Orthopaedics Flashcards
What are features of Paget’s disease and how is it managed?
Caused by focal bone resorption followed by excessive bone deposition. Simultaneous osteoblast and osteoclast activity leads to thick brittle bones
- Affects (in order): spine, skull, pelvis, femur
- Raised ALP
- Thickened sclerotic bone on XR
- risk of cardiac failure
Managed by Bisphosphonates
How is osteoporosis managed?
Bisphosphonates, Vit D and calcium supplements
What bone appearance does prostate and breast cancer metastases cause?
Prostate ca: Sclerotic appearance
Breast ca: Lytic appearance
What is scurvy?
Vitamin C deficiency
Causes defective collagen
What are features of rickets?
- Bow leg
- Hypocalcaemia
- Knock-knee
What are some of the causes of osteomalacia?
- Vit D deficiency (malabsorption, lack of sunlight)
- Renal failure
- Drug induced (anti convulsants)
What are the managements of an extra capsular NOF fracture and what is the management dependent on?
Extracapsular fractures are categorised into Intertrochanteric and Subtrochanteric
Intertrochanteric: DHS
Subtrochanteric: Intramedullary nail
What are differences in serum calcium, phosphate and ALP found in Osteoporosis, Osteomalacia and Paget’s disease?
Osteoporosis: all would be normal
Osteomalacia: Reduced calcium and phosphate, increased ALP
Paget’s: Calcium and phosphate would be normal. ALP would be increased significantly
What is pseudogout and what are its features?
Form of microcrystalline synovitis caused by deposition of calcium pyrophosphate dihydrate
Features;
- knee, wrist and shoulders mostly affected
- Weakly positive birefringent rhomboid shaped crystal
- Chrondrocalcinosis on XR
How is pseudogout managed?
- Aspiration to exclude septic arthritis
- NSAIDs or steroids
What is the birefringent of gout?
Negatively birefringent needle shaped crystals
What are features of Chronic suprspinatus tendonitis / Subacromial impingement?
Pain on abduction 6-120 degree (middle 1/3 arc)
Extremes of movement are painless
What causes shoulder pain in osteoarthritis?
Presence of osteophytes causes pain in last degrees of shoulder abduction
What is the most common type of shoulder dislocation?
Anterior dislocation
What are features of an anterior shoulder dislocation?
- Loss of shoulder contour
- Sulcus sign
- Humeral head felt anteriorly
Managed by relocation by Hippocratic/Milch/Stimson technique
What are causes of posterior shoulder dislocation and what are its features ?
- 50% trauma
- Classically post-seizure or electrocution
Features:
- arm locked in internal rotation
- XR may show lightbulb appearance
What is Bankart lesion?
Avulsion of anterior glenoid labrum with an anterior dislocation
What is the management of Subacromial impingement?
- Physio + NSAIDS
- Subacrominal steroid injection
- Arthroscopic subacromial decompression
What is calcific tendonitis/Supraspinatus tendonitis and what the 3 stages involved in this disease?
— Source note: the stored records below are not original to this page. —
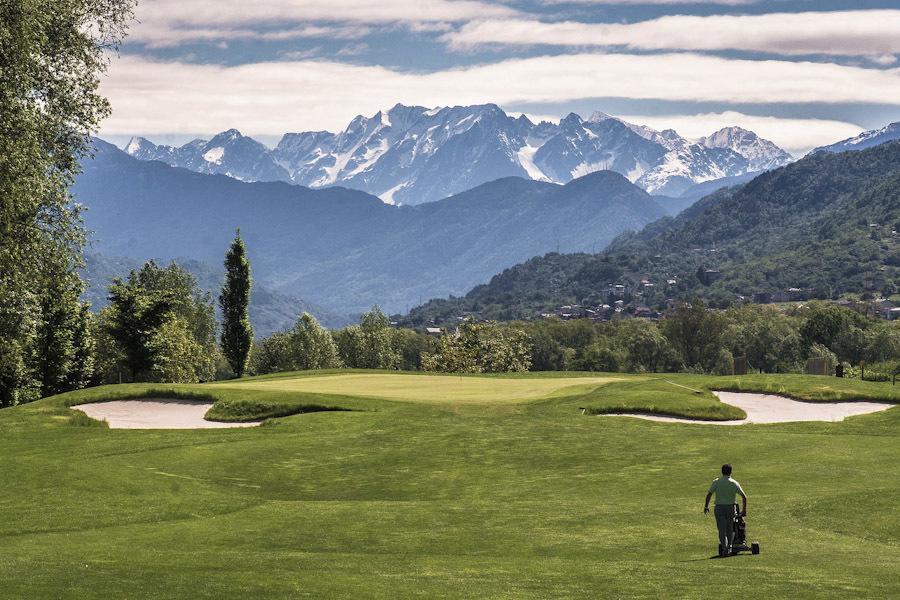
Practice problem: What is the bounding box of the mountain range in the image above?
[125,104,793,204]
[811,121,900,154]
[72,140,671,315]
[404,142,900,325]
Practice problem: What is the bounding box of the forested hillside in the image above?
[73,141,665,314]
[408,143,900,323]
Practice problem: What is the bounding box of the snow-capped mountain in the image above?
[810,121,900,154]
[697,127,793,171]
[125,129,290,181]
[125,104,792,204]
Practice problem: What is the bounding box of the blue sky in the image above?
[101,0,900,154]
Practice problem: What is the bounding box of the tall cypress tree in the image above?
[219,229,253,377]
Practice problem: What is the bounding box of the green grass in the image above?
[0,373,900,598]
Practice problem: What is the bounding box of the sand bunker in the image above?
[607,392,894,425]
[71,398,259,429]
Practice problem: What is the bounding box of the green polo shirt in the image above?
[709,475,747,504]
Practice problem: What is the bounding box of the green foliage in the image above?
[422,323,531,373]
[219,231,253,377]
[0,0,133,406]
[661,299,726,372]
[724,305,803,373]
[334,306,401,369]
[99,261,217,382]
[391,328,438,371]
[250,313,341,375]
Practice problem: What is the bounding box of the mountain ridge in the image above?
[403,142,900,325]
[125,104,793,204]
[73,136,666,314]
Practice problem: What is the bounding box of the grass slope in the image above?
[0,373,900,598]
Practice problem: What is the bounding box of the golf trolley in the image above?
[720,504,759,555]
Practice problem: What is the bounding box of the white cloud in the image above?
[103,54,900,134]
[620,111,863,156]
[443,10,900,56]
[129,23,372,48]
[128,0,518,46]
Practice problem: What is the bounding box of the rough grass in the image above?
[577,377,747,421]
[0,375,900,599]
[703,375,900,404]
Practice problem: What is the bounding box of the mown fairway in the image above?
[0,372,900,598]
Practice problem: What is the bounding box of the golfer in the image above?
[703,464,747,556]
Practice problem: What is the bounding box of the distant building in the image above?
[697,267,722,285]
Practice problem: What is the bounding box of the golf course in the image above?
[0,370,900,598]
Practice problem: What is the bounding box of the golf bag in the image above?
[731,504,759,554]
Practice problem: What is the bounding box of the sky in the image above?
[100,0,900,156]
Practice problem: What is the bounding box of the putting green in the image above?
[0,372,900,600]
[209,373,622,404]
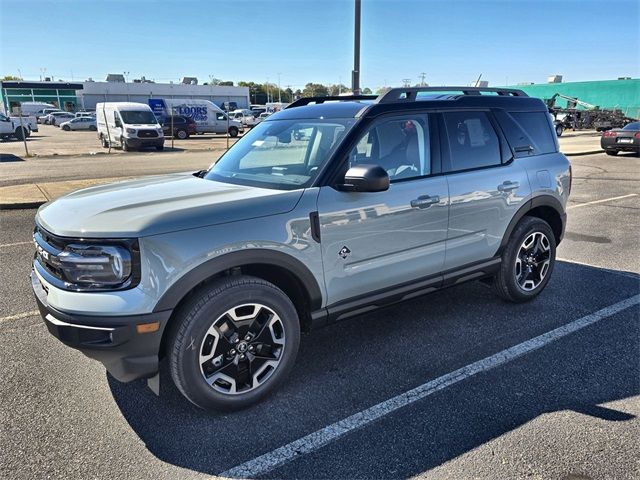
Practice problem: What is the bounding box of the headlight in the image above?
[57,244,132,288]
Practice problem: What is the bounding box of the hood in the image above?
[36,173,302,238]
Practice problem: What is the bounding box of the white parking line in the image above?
[0,310,40,323]
[0,241,33,248]
[220,295,640,478]
[567,193,638,210]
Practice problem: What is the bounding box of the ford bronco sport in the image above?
[32,87,571,409]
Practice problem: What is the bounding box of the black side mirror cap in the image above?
[336,164,389,192]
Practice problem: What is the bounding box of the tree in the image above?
[302,83,329,97]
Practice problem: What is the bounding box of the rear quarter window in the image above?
[497,112,557,156]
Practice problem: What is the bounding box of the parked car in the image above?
[31,87,571,409]
[160,115,198,140]
[229,109,258,128]
[45,112,76,126]
[600,122,640,155]
[36,108,62,125]
[96,102,164,151]
[60,117,98,132]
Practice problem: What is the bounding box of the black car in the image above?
[161,115,196,140]
[600,122,640,155]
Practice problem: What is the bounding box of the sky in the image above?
[0,0,640,90]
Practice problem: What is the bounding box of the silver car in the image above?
[60,116,98,132]
[31,87,571,410]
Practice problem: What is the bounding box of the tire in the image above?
[13,127,29,140]
[176,129,189,140]
[493,216,556,303]
[167,275,300,410]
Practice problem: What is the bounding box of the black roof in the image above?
[266,87,548,121]
[0,80,83,90]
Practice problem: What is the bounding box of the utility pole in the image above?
[351,0,362,95]
[278,73,282,103]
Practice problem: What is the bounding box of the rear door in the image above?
[440,110,531,270]
[318,113,448,304]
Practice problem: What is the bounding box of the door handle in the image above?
[498,180,520,192]
[411,195,440,208]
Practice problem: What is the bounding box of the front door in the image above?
[318,114,449,305]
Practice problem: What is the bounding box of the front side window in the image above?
[442,112,501,172]
[349,114,431,181]
[120,110,156,125]
[205,119,354,190]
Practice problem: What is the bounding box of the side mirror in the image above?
[337,165,389,192]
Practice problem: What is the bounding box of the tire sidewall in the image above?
[501,217,556,301]
[171,277,300,410]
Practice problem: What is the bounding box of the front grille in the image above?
[138,130,158,138]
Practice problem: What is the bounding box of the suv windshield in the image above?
[120,110,157,125]
[205,118,355,190]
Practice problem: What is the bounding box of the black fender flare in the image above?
[153,248,322,312]
[496,195,567,255]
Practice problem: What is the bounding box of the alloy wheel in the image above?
[199,303,286,395]
[515,232,551,292]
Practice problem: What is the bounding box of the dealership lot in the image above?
[0,125,240,157]
[0,152,640,478]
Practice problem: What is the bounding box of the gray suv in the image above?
[32,87,571,409]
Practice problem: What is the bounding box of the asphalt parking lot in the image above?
[0,154,640,479]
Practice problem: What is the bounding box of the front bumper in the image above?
[124,137,164,148]
[31,272,172,382]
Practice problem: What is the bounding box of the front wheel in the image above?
[493,216,556,302]
[168,276,300,410]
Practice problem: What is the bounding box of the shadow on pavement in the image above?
[108,262,640,478]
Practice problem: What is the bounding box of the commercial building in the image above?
[504,75,640,118]
[0,81,249,112]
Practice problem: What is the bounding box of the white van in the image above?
[96,102,164,151]
[149,98,244,137]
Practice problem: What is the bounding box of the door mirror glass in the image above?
[337,165,389,192]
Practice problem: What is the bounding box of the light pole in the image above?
[351,0,362,95]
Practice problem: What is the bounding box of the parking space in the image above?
[0,125,242,157]
[0,152,640,479]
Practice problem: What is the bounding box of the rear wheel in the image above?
[493,216,556,302]
[168,276,300,410]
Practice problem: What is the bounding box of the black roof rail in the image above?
[376,87,529,103]
[285,95,378,110]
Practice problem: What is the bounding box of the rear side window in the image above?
[442,112,501,172]
[509,112,556,155]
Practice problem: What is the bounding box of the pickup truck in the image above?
[0,113,38,140]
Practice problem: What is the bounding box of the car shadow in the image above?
[107,262,640,478]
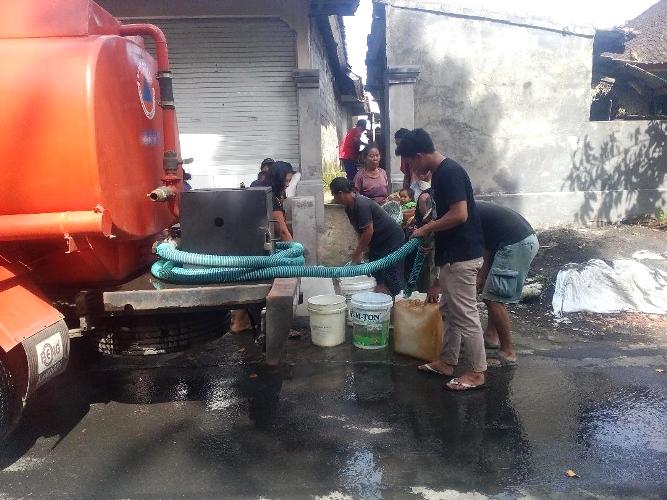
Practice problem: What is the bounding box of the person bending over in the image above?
[329,177,405,297]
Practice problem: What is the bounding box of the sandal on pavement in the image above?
[496,351,516,366]
[417,363,454,377]
[484,339,500,350]
[442,378,486,392]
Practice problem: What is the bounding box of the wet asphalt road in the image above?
[0,318,667,499]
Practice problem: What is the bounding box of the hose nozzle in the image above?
[148,186,176,202]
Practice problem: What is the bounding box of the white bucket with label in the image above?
[340,276,377,325]
[350,292,394,349]
[308,295,347,347]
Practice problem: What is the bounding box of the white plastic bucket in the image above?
[308,295,347,347]
[350,292,394,349]
[340,276,377,325]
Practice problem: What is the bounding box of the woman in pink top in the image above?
[354,143,389,204]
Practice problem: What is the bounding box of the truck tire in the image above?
[0,358,21,443]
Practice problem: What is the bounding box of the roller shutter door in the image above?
[148,18,299,187]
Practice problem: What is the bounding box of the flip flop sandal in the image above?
[484,339,500,350]
[417,363,454,378]
[442,378,486,392]
[496,351,516,366]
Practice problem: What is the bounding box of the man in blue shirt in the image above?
[396,129,486,391]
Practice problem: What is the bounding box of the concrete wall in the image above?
[96,0,311,68]
[310,19,350,175]
[318,205,358,266]
[380,2,667,226]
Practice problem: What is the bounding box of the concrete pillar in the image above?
[293,69,324,263]
[290,196,319,265]
[383,66,419,189]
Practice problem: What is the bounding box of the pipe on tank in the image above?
[120,24,183,217]
[148,186,176,201]
[0,210,111,241]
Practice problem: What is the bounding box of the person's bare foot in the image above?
[417,359,455,377]
[444,372,486,391]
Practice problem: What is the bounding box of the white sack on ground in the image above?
[552,259,667,316]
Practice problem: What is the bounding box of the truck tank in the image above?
[0,0,182,285]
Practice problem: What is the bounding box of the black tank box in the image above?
[181,187,273,255]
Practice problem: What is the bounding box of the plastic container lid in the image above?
[308,295,345,311]
[340,276,375,291]
[351,292,394,310]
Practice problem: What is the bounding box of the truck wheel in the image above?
[0,358,21,443]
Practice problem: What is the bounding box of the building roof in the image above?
[603,0,667,65]
[310,0,359,16]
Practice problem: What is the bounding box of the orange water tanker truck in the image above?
[0,0,294,439]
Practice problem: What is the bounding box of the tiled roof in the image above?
[604,0,667,65]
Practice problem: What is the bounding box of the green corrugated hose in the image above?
[151,238,424,297]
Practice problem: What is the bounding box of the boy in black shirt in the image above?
[396,129,486,391]
[477,201,540,364]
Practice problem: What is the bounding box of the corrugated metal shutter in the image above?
[143,18,299,187]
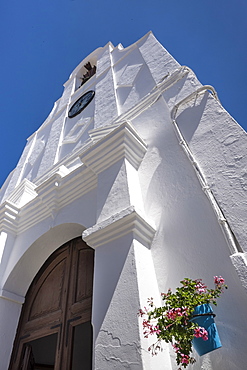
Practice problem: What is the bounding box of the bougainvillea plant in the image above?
[138,276,227,370]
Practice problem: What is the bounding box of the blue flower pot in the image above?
[191,304,222,356]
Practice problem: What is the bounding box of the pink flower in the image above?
[181,353,190,364]
[214,276,225,285]
[195,279,207,294]
[194,326,208,340]
[166,307,188,320]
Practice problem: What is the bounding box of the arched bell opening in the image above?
[9,237,94,370]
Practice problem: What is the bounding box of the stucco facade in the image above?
[0,33,247,370]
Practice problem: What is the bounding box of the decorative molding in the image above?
[80,122,147,174]
[0,201,20,234]
[7,179,37,208]
[82,206,155,248]
[18,166,97,232]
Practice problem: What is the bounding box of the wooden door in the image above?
[9,238,94,370]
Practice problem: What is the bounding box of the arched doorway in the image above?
[9,237,94,370]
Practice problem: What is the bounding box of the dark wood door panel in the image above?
[9,238,94,370]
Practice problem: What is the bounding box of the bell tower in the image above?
[0,32,247,370]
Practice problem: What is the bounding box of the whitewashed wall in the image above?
[0,33,247,370]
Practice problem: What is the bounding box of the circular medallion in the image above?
[68,90,95,118]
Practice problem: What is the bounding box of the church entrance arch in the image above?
[9,237,94,370]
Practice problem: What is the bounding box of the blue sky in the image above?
[0,0,247,186]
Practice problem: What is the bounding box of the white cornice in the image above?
[80,122,147,174]
[8,179,37,208]
[0,201,20,234]
[82,206,155,248]
[0,122,147,233]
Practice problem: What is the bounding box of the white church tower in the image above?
[0,33,247,370]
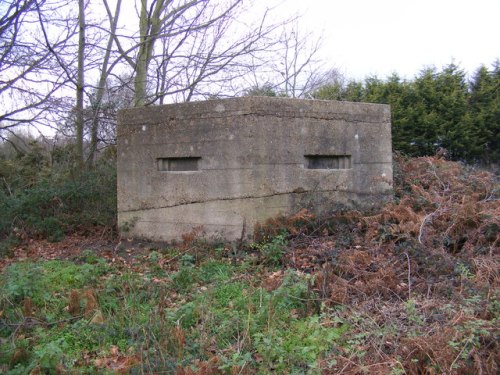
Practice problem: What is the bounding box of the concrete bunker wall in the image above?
[118,97,392,241]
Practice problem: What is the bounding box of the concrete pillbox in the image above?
[118,97,392,241]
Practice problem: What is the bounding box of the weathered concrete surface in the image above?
[118,97,392,241]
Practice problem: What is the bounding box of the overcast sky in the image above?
[268,0,500,79]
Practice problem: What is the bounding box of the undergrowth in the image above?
[0,158,500,374]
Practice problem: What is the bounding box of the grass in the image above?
[0,154,500,375]
[0,239,348,374]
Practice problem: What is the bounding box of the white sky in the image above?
[264,0,500,79]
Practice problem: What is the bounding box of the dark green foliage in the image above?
[314,62,500,164]
[0,144,116,241]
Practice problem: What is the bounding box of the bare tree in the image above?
[0,0,71,138]
[245,19,339,98]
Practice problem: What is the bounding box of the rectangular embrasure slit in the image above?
[304,155,351,169]
[157,156,201,172]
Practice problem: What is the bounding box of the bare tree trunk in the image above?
[87,0,122,166]
[134,0,166,107]
[75,0,85,166]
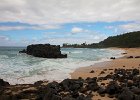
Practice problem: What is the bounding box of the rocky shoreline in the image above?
[19,44,67,58]
[0,69,140,100]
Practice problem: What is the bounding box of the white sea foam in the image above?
[0,48,123,84]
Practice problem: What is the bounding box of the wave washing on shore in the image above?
[0,47,124,84]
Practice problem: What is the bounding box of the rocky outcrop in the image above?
[19,44,67,58]
[0,69,140,100]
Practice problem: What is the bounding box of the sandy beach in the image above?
[71,48,140,100]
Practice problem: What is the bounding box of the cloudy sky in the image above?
[0,0,140,46]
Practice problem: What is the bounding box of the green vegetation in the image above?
[63,31,140,48]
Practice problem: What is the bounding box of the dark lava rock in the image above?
[110,57,116,60]
[19,44,67,58]
[127,56,133,58]
[0,79,10,87]
[60,79,83,91]
[97,87,106,94]
[131,86,140,95]
[86,77,99,91]
[135,56,140,58]
[132,69,139,75]
[106,81,120,95]
[118,88,135,100]
[19,49,26,53]
[90,70,94,73]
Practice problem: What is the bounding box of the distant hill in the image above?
[63,31,140,48]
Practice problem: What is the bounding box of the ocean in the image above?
[0,47,124,85]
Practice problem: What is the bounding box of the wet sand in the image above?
[71,48,140,100]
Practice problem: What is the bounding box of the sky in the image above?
[0,0,140,46]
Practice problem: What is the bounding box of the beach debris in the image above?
[135,56,140,58]
[110,57,116,60]
[122,52,127,55]
[127,56,134,58]
[0,68,140,100]
[90,70,94,73]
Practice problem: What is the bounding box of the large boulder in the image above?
[19,44,67,58]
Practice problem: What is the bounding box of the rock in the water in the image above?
[106,81,120,95]
[118,88,134,100]
[19,44,67,58]
[0,79,10,87]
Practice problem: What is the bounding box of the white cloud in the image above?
[0,35,9,41]
[0,0,140,24]
[71,27,84,33]
[119,23,140,32]
[0,25,61,31]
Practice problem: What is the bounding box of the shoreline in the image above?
[0,48,140,100]
[71,48,140,100]
[70,48,140,79]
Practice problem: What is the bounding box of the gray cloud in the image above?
[0,0,140,24]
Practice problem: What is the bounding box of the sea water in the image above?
[0,47,123,84]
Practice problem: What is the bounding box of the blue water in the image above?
[0,47,123,84]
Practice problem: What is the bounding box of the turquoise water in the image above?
[0,47,123,84]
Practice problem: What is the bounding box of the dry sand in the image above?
[71,48,140,100]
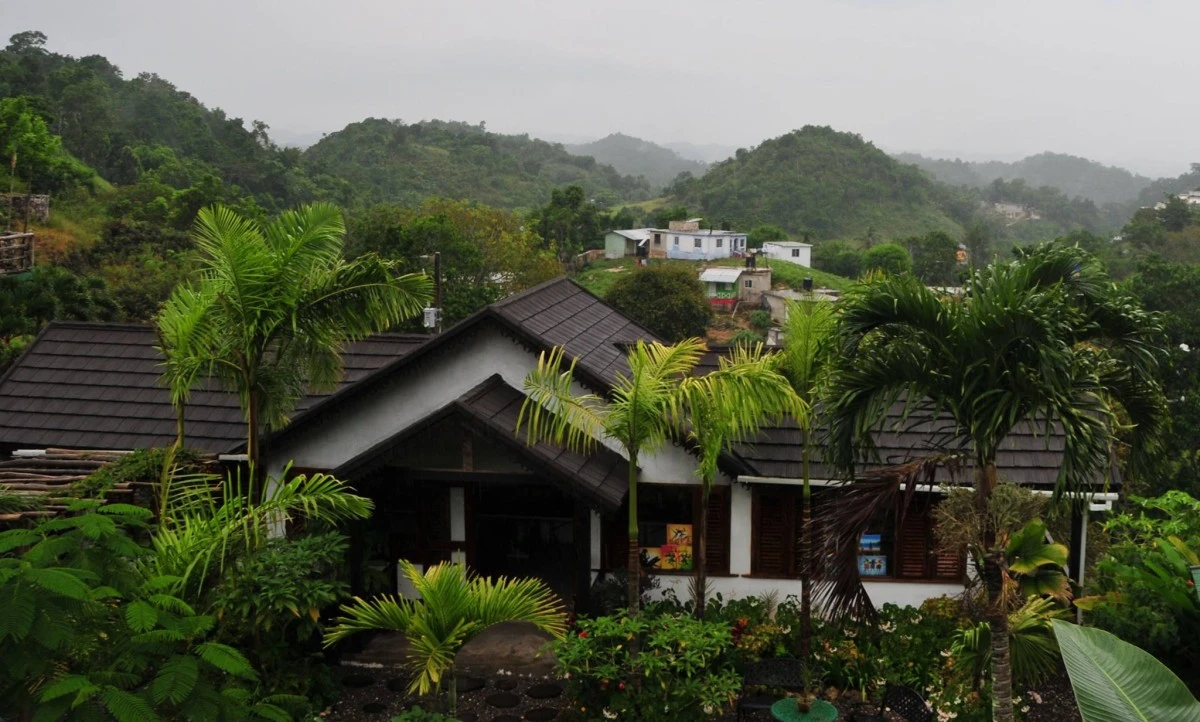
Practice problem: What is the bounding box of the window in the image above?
[601,483,730,574]
[750,487,964,580]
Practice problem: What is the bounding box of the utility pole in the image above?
[421,251,442,336]
[433,251,442,335]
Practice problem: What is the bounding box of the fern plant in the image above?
[0,501,290,722]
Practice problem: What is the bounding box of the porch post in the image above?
[571,499,593,614]
[730,481,752,576]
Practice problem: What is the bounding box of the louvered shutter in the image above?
[704,486,730,574]
[930,501,966,582]
[895,499,931,579]
[750,489,794,577]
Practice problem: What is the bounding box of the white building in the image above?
[650,218,746,260]
[604,228,654,259]
[762,241,812,269]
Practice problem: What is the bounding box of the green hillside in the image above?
[896,152,1152,205]
[670,126,973,239]
[304,118,650,209]
[564,133,708,188]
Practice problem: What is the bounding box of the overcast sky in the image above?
[7,0,1200,175]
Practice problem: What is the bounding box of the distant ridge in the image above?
[563,133,708,188]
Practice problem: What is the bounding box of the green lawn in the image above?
[575,258,854,297]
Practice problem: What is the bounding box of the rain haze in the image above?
[0,0,1200,175]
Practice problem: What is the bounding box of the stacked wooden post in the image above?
[0,449,134,522]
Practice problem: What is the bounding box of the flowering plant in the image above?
[553,615,742,722]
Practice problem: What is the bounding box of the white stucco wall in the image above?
[268,329,536,474]
[762,242,812,267]
[652,574,962,607]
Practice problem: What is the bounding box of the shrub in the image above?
[605,264,713,343]
[554,615,742,722]
[0,501,289,720]
[209,534,350,706]
[863,243,912,276]
[1076,492,1200,685]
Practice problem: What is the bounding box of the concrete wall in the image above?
[762,242,812,269]
[604,233,628,259]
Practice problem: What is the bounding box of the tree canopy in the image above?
[605,265,713,343]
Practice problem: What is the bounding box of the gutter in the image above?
[736,475,1121,511]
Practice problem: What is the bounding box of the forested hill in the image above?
[0,31,338,209]
[564,133,708,188]
[896,152,1153,205]
[670,126,976,239]
[304,118,650,209]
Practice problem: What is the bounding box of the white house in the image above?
[604,228,654,259]
[0,278,1115,604]
[762,241,812,269]
[650,218,746,260]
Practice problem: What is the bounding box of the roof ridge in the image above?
[43,320,154,331]
[489,276,587,305]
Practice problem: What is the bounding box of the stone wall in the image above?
[0,193,50,225]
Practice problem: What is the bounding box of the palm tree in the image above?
[678,344,808,619]
[779,299,838,660]
[828,245,1165,722]
[156,203,431,463]
[325,560,566,715]
[516,338,706,615]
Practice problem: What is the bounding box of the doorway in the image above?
[468,485,575,601]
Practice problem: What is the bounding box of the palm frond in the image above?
[325,561,566,694]
[515,347,611,453]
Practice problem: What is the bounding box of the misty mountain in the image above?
[564,133,708,188]
[662,140,737,163]
[671,126,977,239]
[304,118,652,209]
[895,152,1153,205]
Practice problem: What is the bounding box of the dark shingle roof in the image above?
[492,278,660,384]
[0,321,428,452]
[737,405,1099,487]
[455,375,629,510]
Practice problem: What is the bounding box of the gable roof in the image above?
[0,321,428,452]
[455,375,629,510]
[276,276,661,438]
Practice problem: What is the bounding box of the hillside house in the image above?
[604,228,654,259]
[0,278,1104,607]
[762,241,812,269]
[700,265,770,311]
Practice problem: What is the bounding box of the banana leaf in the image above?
[1051,620,1200,722]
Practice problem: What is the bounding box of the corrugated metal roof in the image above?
[700,269,742,283]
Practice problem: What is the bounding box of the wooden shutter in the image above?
[750,489,796,577]
[895,500,930,579]
[702,486,730,574]
[930,501,966,582]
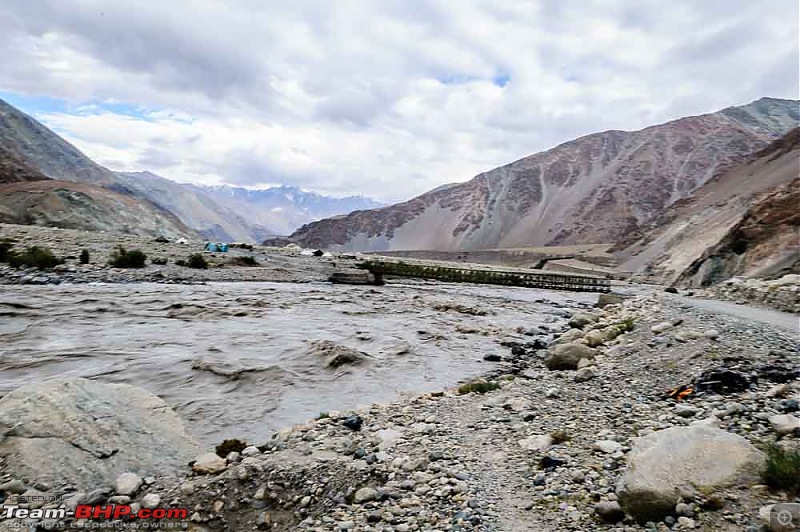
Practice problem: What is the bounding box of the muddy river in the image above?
[0,283,597,445]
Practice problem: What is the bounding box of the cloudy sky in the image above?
[0,0,800,201]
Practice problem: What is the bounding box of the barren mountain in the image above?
[0,179,193,239]
[0,142,48,184]
[187,185,383,235]
[0,100,114,185]
[0,100,195,238]
[278,98,800,251]
[117,172,274,242]
[619,129,800,285]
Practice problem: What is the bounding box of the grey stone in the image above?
[544,343,596,370]
[769,414,800,436]
[617,425,765,522]
[142,493,161,510]
[519,434,553,452]
[569,312,597,329]
[114,472,142,495]
[0,377,197,489]
[574,366,597,382]
[353,488,378,504]
[594,501,625,523]
[192,453,228,475]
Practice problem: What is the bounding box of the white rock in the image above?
[674,405,700,417]
[769,414,800,436]
[242,445,261,456]
[375,428,403,451]
[574,366,597,382]
[650,321,672,334]
[353,488,378,504]
[518,434,553,452]
[142,493,161,510]
[617,425,765,522]
[114,472,142,495]
[592,440,622,454]
[192,453,228,475]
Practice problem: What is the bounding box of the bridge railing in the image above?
[359,259,611,292]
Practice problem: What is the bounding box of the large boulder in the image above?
[617,425,765,522]
[544,343,595,370]
[311,340,369,368]
[0,377,198,490]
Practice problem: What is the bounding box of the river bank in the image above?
[3,284,800,532]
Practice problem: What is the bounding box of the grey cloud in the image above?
[0,0,800,200]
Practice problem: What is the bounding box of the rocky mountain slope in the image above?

Calcific deposits within tendons, commonly in rotator cuffs causing subacromial impingement and pain, especially above 120 degrees
Stages:
- Formative phase: calcific deposits
- Resting phase: deposits are stable but presents with impingement symptoms
Resorptive phase: phagocytic resorption. Most painful stage
What is adhesive capsulitis and what are the 3 stages of disease progression?
Pain and loss of movement of shoulder join caused by fibroblastic proliferation of capsular tissue. This causes tissue scarring and contracture.
- Stage 1: Freezing and painful stage
- Stage 2: frozen and stiff stage
Stage 3: thawing stage, where shoulder movement slowly improves
Can take up to 2years to resolve
What is the Gustilo and Anderson classification?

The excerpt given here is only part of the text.